Le temps avait fait son labeur par de profonds sillons sur le visage en même temps qu’ils en traçaient  dans leurs champs. Appuyés sur leurs outils, ils portaient ce fameux couvre-chef que nous moquions prétentieusement à la ville. Nous l’appelions le « 33 tours » en référence au disque musical de l’époque par la forme circulaire posée sur leur tête.

Nous n’avions pas compris que c’était leur protection contre le soleil écrasant que nulle autre personne n’avait décrit aussi merveilleusement que Camus. Ils n’avaient aucune autre intention et ne pouvaient s’imaginer que l’humanité puisse en faire un attribut de leur modernité.

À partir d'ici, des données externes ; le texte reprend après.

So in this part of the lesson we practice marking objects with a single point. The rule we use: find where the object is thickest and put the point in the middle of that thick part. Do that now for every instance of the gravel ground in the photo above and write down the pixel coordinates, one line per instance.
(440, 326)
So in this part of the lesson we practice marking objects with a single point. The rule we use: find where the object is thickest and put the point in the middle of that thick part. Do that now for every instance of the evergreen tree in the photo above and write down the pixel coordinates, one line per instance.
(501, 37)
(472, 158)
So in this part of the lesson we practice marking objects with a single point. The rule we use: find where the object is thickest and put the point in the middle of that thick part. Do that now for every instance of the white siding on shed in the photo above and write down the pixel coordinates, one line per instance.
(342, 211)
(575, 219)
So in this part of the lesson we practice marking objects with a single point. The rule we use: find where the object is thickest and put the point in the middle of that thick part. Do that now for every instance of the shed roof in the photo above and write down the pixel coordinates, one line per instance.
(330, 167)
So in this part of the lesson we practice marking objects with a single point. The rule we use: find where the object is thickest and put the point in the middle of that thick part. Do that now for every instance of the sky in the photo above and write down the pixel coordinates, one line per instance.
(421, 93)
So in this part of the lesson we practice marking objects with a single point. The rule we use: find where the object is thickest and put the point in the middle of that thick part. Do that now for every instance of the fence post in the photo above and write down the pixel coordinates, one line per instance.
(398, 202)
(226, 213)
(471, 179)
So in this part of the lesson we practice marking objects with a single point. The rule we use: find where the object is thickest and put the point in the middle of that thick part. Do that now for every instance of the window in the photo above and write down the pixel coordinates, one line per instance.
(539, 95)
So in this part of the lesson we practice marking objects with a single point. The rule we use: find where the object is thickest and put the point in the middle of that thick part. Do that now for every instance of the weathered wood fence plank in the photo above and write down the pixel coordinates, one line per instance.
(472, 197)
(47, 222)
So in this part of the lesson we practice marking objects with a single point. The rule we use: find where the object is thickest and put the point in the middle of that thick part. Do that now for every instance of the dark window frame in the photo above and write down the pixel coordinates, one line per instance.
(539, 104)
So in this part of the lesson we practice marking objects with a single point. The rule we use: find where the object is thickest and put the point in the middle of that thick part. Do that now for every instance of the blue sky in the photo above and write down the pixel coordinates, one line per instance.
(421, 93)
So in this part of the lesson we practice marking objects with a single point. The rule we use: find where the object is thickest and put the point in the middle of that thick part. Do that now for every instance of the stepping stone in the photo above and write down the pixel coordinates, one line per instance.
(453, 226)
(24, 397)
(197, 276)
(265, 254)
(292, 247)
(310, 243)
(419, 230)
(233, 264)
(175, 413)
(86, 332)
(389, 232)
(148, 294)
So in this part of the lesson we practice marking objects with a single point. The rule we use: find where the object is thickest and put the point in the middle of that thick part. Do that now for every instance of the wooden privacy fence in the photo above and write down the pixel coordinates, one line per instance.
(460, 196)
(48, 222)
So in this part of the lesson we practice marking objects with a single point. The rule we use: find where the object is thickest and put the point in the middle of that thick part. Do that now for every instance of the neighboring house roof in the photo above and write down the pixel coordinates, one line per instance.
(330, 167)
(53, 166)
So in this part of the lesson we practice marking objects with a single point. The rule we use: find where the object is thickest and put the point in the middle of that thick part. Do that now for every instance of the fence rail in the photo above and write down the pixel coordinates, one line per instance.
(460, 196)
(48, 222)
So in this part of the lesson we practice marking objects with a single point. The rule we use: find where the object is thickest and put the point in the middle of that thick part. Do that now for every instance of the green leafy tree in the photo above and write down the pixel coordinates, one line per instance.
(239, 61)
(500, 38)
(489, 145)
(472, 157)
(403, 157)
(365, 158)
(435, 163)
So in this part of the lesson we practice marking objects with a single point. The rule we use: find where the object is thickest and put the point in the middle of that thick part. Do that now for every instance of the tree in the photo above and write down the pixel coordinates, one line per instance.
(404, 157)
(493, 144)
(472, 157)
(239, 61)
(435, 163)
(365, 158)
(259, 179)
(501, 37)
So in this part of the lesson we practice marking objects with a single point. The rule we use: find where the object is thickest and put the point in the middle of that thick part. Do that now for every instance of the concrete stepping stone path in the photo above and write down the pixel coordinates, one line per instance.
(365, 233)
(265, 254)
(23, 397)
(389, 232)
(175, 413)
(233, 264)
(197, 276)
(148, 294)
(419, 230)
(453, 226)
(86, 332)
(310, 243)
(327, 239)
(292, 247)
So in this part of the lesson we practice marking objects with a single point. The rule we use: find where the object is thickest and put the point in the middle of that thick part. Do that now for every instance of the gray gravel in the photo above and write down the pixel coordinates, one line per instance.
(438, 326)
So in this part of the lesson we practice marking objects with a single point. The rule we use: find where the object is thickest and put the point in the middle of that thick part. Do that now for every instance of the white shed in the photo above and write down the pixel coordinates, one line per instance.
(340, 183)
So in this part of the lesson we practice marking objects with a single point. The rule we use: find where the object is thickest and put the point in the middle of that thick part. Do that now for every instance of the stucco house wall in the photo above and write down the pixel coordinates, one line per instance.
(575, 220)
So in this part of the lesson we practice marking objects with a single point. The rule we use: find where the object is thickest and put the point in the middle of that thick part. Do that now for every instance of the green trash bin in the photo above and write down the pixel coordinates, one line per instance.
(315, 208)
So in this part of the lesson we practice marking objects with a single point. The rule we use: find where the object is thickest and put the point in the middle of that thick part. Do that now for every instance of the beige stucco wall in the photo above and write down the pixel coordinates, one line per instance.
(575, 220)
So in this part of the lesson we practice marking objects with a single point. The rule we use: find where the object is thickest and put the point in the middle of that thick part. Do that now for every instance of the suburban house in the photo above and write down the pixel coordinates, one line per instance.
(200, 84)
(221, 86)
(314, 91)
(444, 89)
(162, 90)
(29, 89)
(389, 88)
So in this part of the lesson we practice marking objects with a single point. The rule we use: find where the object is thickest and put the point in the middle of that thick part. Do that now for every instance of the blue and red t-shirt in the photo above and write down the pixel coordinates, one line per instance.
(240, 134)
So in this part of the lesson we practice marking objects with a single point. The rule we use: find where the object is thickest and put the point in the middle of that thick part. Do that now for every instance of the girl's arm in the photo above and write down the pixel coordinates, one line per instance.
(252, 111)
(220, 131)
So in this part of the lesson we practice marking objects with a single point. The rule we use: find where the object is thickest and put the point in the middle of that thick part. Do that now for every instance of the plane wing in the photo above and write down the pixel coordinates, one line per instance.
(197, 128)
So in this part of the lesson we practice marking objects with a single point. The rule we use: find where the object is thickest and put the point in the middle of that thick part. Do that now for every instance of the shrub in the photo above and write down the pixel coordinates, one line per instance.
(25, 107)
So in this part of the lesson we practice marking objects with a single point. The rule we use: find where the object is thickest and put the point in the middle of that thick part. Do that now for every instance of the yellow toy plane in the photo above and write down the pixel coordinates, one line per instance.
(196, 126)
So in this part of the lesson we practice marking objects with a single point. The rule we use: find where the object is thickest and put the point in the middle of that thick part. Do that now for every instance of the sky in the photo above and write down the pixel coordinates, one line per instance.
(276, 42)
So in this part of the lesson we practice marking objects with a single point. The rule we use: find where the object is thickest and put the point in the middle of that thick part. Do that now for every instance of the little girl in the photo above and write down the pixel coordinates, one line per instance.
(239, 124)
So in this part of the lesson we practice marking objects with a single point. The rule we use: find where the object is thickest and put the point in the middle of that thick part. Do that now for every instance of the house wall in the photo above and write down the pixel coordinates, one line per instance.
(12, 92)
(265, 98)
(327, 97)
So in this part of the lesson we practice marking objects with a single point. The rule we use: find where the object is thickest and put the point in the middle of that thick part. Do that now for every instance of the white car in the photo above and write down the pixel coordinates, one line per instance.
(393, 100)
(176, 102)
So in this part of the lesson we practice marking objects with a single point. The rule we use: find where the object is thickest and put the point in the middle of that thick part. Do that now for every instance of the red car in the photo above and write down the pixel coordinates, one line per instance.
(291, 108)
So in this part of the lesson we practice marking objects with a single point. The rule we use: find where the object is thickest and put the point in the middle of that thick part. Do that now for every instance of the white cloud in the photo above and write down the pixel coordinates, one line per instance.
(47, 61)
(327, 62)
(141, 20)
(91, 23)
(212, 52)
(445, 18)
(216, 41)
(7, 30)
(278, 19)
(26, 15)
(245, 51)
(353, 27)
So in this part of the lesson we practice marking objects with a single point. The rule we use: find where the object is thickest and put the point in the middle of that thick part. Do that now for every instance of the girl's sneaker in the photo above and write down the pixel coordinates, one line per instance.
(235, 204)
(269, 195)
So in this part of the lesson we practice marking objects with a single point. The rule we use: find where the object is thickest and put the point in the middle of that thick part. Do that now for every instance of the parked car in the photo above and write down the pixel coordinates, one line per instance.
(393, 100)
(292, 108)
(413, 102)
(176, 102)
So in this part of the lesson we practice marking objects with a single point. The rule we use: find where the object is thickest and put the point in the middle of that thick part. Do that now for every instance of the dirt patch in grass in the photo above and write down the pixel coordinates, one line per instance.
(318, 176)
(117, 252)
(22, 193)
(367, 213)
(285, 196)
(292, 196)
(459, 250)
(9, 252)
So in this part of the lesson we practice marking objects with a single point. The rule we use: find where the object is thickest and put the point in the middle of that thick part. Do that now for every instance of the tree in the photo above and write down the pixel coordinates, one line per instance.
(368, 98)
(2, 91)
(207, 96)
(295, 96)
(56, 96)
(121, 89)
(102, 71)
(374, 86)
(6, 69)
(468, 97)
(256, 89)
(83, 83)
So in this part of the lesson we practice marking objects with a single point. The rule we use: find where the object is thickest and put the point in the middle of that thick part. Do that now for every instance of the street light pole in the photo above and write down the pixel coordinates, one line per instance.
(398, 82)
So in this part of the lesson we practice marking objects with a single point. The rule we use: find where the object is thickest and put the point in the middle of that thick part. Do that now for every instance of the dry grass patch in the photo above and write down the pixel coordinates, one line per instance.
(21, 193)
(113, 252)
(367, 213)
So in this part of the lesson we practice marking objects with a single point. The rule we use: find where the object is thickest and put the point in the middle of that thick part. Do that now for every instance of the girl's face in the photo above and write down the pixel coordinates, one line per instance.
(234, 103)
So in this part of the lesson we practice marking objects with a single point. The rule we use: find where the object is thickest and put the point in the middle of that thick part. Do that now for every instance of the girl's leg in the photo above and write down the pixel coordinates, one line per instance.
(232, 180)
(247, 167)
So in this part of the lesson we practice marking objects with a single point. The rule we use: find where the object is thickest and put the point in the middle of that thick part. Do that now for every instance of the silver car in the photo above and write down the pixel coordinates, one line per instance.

Pour eux rien d’autre n’était à faire s’il n’y avait aucun intérêt à le faire pour subvenir à leurs besoins. Pour ces hommes, le superflu n’était pas de ce monde.

Ils avaient le sourire éternel car ils ignoraient la rancœur puisqu’éloignés de la ville mais hélas aussi, de l’instruction. La rancœur était pour eux le luxe de ceux qui ont le temps et les moyens de penser à mal.

Ils ne faisaient jamais état de leurs sentiments et parlaient peu. Ils se sont entièrement et mécaniquement donnés à leur besogne qui nourrissait les autres, sans discours ni dissertation prétentieuse sur les conventions et devoirs de l’être humain.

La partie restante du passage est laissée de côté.